Я представления не имел, что буду делать в той Клайпеде, уж и не упомню, когда там был. Но разве это так уж важно? Мне сейчас лишь бы подальше от «Второго города», и только бы не в Вильнюс. Мы ехали по городу в сторону Жямайтийского шоссе — у светофора, когда мы остановились на красный свет, я увидел тебя, Туула. Ты стояла к нам спиной в своей неизменной рыжей шубке и, подняв голову, разговаривала с атлетического вида парнем, который был выше даже Робертаса. И шапочка на тебе была та же - серая, из грубой шерсти. Но когда мы тронулись, я увидел, что это была не ты. Какая-то женщина, причем гораздо старше тебя. Выходит, отныне всегда и везде меня станут преследовать призраки? Всегда и везде? За городом
С пчелиным жужжанием машина летела по автостраде. Не было ни дождя, ни снега, - и слава богу! Мы долго обгоняли колонну зеленых броневиков, но броневики мне были не страшны, это не милицейские джипы. Я потягивал вино и курил. Стряхивал пепел в пепельницу рядом с радио, откуда эстрадный певец Стасис Повилайтис все драматичнее вопрошал: «Куда-а ты скрылась?.. Тебя-я ищу-у, но не верну-уть того, что бы-ыло...» Но вот он устал и заткнулся, радио затрещало, и дикторша ледяным голосом пообещала, что ночью будут заморозки, причем довольно сильные. А когда на горизонте появилась слегка подавшаяся вперед «Крижкальнисская мадонна»19, я уже знал, куда отправлюсь в конце маршрута. В Клайпеде, славном портовом городе, недалеко от стадиона по-прежнему, как я надеялся, жила знакомая бродяжка с подругой.
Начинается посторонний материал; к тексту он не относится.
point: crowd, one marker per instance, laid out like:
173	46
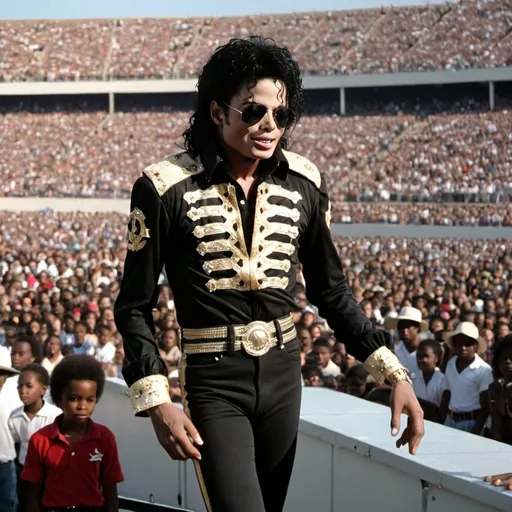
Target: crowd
60	274
388	39
427	214
440	157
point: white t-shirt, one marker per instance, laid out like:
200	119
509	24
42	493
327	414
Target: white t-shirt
465	387
7	405
22	427
433	391
105	353
331	370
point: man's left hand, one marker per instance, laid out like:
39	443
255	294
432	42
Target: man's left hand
403	400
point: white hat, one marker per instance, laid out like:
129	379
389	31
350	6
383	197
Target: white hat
471	331
406	313
8	369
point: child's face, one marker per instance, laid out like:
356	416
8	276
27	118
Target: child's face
78	401
505	362
465	348
21	355
30	389
356	386
323	356
427	360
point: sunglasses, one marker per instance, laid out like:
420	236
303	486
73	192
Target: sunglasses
252	113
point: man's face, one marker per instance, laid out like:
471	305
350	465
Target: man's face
259	138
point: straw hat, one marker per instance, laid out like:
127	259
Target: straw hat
471	331
406	313
8	369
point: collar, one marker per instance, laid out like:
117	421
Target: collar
212	160
93	432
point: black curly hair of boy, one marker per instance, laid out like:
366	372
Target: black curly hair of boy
43	376
239	63
35	346
76	367
504	343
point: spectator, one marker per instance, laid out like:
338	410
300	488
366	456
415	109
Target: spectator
465	404
76	385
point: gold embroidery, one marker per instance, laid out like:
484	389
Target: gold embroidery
382	364
304	167
137	230
249	271
149	392
169	172
328	215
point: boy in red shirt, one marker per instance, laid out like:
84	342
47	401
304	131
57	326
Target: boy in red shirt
73	462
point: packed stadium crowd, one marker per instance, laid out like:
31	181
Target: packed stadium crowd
60	275
442	157
461	35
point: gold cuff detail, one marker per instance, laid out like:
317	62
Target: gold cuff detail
149	392
383	364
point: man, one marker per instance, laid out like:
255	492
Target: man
230	218
409	324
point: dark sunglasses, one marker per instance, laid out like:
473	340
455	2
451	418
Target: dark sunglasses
252	113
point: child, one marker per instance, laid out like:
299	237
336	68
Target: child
34	414
465	403
500	391
7	450
26	350
357	381
74	462
430	383
323	353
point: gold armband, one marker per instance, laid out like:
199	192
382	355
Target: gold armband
149	392
383	364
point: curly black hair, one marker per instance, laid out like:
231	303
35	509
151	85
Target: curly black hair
434	345
42	374
76	367
35	346
503	344
239	63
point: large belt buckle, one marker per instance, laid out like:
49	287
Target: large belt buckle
257	338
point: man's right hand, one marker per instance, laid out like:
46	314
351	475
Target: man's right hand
174	432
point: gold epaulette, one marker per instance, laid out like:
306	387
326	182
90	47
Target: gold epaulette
304	167
171	171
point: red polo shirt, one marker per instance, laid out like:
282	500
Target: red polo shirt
72	476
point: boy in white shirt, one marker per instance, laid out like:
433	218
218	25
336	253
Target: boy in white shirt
429	383
465	404
34	414
7	450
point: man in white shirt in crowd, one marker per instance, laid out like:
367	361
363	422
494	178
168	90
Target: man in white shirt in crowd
465	405
105	350
409	323
7	450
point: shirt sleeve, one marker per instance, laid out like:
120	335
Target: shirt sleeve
33	470
486	379
327	286
13	429
111	472
148	230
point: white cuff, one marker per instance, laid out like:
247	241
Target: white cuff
149	392
382	364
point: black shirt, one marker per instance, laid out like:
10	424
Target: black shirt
231	259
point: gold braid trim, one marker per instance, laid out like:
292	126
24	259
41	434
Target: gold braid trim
383	364
149	392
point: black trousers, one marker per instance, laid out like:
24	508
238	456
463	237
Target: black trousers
246	410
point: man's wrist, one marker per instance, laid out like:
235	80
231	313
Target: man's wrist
383	365
149	392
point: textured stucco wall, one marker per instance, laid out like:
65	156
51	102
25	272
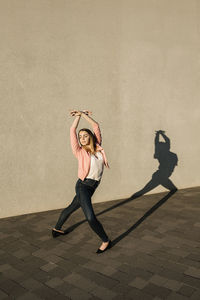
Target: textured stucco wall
134	63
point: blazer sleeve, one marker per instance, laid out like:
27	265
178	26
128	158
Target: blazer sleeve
74	141
97	133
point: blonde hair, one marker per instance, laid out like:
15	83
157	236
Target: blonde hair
92	145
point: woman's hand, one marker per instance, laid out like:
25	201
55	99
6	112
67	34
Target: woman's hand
78	113
75	113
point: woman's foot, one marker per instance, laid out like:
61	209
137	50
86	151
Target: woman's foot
104	246
56	232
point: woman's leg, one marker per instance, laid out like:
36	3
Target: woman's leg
85	194
67	212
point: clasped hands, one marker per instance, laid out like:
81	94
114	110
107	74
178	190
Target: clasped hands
79	112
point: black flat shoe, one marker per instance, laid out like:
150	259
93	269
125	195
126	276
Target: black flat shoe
56	233
108	247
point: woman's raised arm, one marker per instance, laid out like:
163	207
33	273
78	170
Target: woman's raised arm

Разумеется, не настоящая бродяжка, ведь как-никак студентка филиала консерватории, мечтает стать режиссером, играть на сцене, любить. В свое время я приютил ее на ночь в пустой мастерской Герберта Штейна — она с любопытством разглядывала бутафорию, разные антикварные штучки. Я и сам, чего греха таить, там ночевал. Помнится, я еще тогда подумал, что она из тех, кто «брыкается», иначе с какой стати при виде вина она отрицательно помотала головой (куда ей было до тебя, Туула, или до химички Эрны!) и тяжело вздохнула: мне не то нужно... А потом, когда мы уже спали, мне показалось, что девушка что-то жует - монотонно, с небольшими перерывами. Неужели хлебную корку? Я захаживал на этот чердачок, даже адрес ее запомнил, и сейчас, покопавшись в памяти, радостно выпалил:
– Кулю, семь, Кулю, семь, Кулю семь, — три!
– Глюки?
– покосился на меня водитель.
– Уже?
– Кулю, семь, - три!!!
Как же звали ту бродяжку? Фамилия, вроде бы, латышская. А имя? Ага! И я снова не удержался от возгласа:
— Роде! Роде! Роде!
Робертас озабоченно посмотрел на меня, но я успокоил его, сказав, что со мной все в порядке. Просто это девушку так зовут. Рододендра. Рододендра Розенблюме. Только пахарю из северной Литвы не подлежащего сомнению латвийского происхождения могло взбрести в голову дать своему нежному дитяте такое имя. Приятели звали ее просто Роде. Она сказала, что изучает режиссуру массовых мероприятий. Сама наша жизнь была для нее сплошное массовое мероприятие: кафе, скверы, парки, пляжи, автострады и тусовки в подворотнях. Она и свою жизнь проводила в массах - на набережных и рынках, в кафе и закусочных. Эта похожая на взъерошенную приморскую пигалицу девушка была на редкость дружелюбна, сговорчива и на редкость общительна, как этого и требовала ее профессия режиссера-массовика. Мне она досталась в подарок, притом неожиданно, как это бывает у бродяг. В тот раз Роде сопровождала в Вильнюс молодого русского поэта, разумеется, гения. Еще по дороге в столицу Роде и Денис - так звали поэта - основательно перебрали, а когда прибыли в Вильнюс, их занесло в полуразрушенный двор алумната20, где они шатались без толку с початой бутылкой «Rosu de dessert» в руках. Я же только что вывалился из соседней пивной «Бочка», и Денис, которого я знал раньше, схватил меня за руку: дескать, постереги эту девушку, я мигом... только не отпускай ее от себя! Ему, видите ли, под пьяную лавочку вздумалось навестить свою бывшую супругу и сына Сальвадора — чуете, разумеется, в честь кого его так назвали? Мы с Роде прождали его, сидя на каменной ограде за замком Гедиминаса, до вечера, и лишь тогда наскребли, сколько у кого было, денег, пошли и купили - чего? Ясное дело, вина! Когда совсем стемнело, я отвел девушку в мастерскую Герберта Штейна — хозяин находился с выставкой в Калуге. А может быть, в Тууле, не помню. Роде к вину даже не притронулась, я уже говорил. Зато с размаху плюхнулась на тахту: сейчас или погодим? И сейчас и, разумеется, потом, буркнул я, только растолкуй мне, голубушка, это что, и есть твои так называемые массовые мероприятия? Мой вопрос ее развеселил - Роде хохотала до слез. Вот такая она была, жительница улицы Кулю варту. Отважная, неунывающая, любознательная, режиссер массовых мероприятий. Рододендра. Может, не прогонит?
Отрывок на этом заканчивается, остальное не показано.